The suit is asking a judge to issue an injunction to stop the deal in its tracks.

The lawsuit, filed by shareholder attorneys at San Diego-based Robbins Arroyo LLP in U.S. District Court in Oakland, alleges that “omitted and/or misrepresented information is believed to be material to Safeway shareholders’ ability to make an informed decision whether to approve the proposed transaction,” according to the lawsuit.

If the 86-page complaint is proven true, it could be a violation of U.S. Securities and Exchange Commission regulations.

Key to the lawsuit is the use of the word “material.” In investment context, “material” means any information that could affect stock-price movement, either negatively or positively.

The issue stems from a March 6 press release (http://bit.ly/1gMdmf9) announcing that Safeway had agreed to merge into the Albertsons chain. The release stated that Safeway shareholders would receive, for each Safeway share they own, $32.50 in cash and other benefits adding another $3.65 per share.

Robbins Arroyo argues that shareholders should have received between $48 and $67 per share. Safeway shares (NYSE: SWY) closed Tuesday at $34.34 a share.

The complaint argues that Safeway’s board of directors “inexplicably decided to sell the company now, following a deeply flawed and conflicted sales process spearheaded by Robert Edwards,” Safeway’s chief executive officer. Bloomberg called the deal the cheapest in the retail food industry in nearly 10 years.

Unnamed defendents are poised to not only receive a lucrative seven-figure severance package, but have also secured high-ranking positions in the merged company, the lawsuti alleges. To put it another way, Safeway officers will walk away filthy rich, but the pension fund shareholders will get less than a fair price for their shares.

Also important in the suit is that attorneys at Robbins Arroyo are asking for injunctive relief, meaning they are in effect asking a judge to halt the merger, at least on a temporary basis.

Management, in an attempt to secure shareholder approval of the merger, filed a “materially false and misleading preliminary proxy statement on Schedule 14A with the SEC in violation of the Exchange Act and their duties of candor and full disclosure,” according to the lawsuit. A proxy statement is required to notify shareholders of pertinant information they will need in order to make an informed decision to vote for or against, in this case, a merger.

Calls placed to both Safeway’s media relations and investor releations were not immediately returned Tuesday.

The principal plaintiff is listed as Steamfitters Local 449 Pension Fund, not condsidered a major shareholder. The preponderance of shares are owned by corporate officers, investment banks or mutual funds.

No date has been set for hearings.

The proposed merger would join more than 2,400 stores, something the national consumer group Food & Water Watch has taken issue with. The group estimated that increased retail grocery concentration in the markets where the two chains currently compete could increase consumer grocery prices between $900 million and $2 billion every year.

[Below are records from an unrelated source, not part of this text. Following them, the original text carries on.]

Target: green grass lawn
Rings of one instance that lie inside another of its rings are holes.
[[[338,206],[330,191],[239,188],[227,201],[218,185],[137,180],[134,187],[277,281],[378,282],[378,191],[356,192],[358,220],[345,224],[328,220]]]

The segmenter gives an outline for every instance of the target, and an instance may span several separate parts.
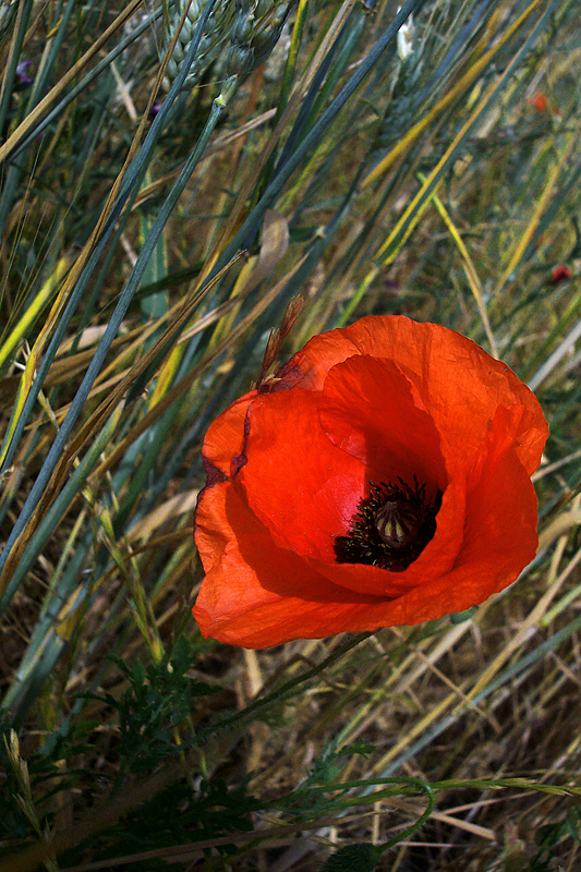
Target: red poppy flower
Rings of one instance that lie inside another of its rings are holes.
[[[547,433],[452,330],[370,316],[316,336],[206,436],[203,634],[267,647],[482,603],[535,555]]]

The group also suggested that the merger could harm farmers that are selling into Safeway’s “locally grown” program.

For decades, vegetable producers in the Salinas Valley have faced pricing pressures as giant food retailers merge and buy each other out, forcing shippers to sell to an increasingly limited number of buyers.

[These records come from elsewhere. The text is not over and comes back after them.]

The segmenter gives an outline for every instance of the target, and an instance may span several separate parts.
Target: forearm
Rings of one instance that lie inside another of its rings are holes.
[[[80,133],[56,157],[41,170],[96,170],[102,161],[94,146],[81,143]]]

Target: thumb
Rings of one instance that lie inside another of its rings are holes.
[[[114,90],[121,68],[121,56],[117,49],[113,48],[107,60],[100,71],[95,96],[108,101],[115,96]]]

The Albertsons-Safeway merger is an example of a trend mega-grocers have been following for more than a decade, much of it in response to Wal-Mart and other big-box discount retailers entering the food business. The purchasing power of the big-box stores is both a blessing and a curse for growers.

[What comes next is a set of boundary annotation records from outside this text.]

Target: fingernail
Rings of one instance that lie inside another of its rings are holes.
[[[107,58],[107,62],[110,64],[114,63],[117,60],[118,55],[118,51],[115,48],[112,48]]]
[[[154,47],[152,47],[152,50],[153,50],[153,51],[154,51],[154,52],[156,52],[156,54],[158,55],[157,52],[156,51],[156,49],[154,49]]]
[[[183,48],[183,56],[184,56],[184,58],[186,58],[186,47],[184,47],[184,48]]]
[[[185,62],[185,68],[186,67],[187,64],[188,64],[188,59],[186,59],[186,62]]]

“The growth of single-source buyers from large chain stores such as Wal-Mart has created an environment in which lettuce producers have an increasingly smaller number of potential buyers for their product,” wrote Roland Fumasi, Wayne Howard and Jay Noel in a report from California Polytechnic State University, San Luis Obispo.

Growers here have consistently complained that produce prices are set by the large retail outlets, and producers have little say in how much their vegetables can fetch in such a restricted market.

On the other hand, large buyers have the capacity to commit to purchasing the entire output of individual producers, a way to remove risk from price fluctuations in the market, a benefit to growers.

The deal involves an investment group led by New York-based Cerberus Capital Management, the owner of Albertsons and several other supermarket chains. Unless an injuction is handed down by a judge, the deal is expected to close in the fourth quarter of this year.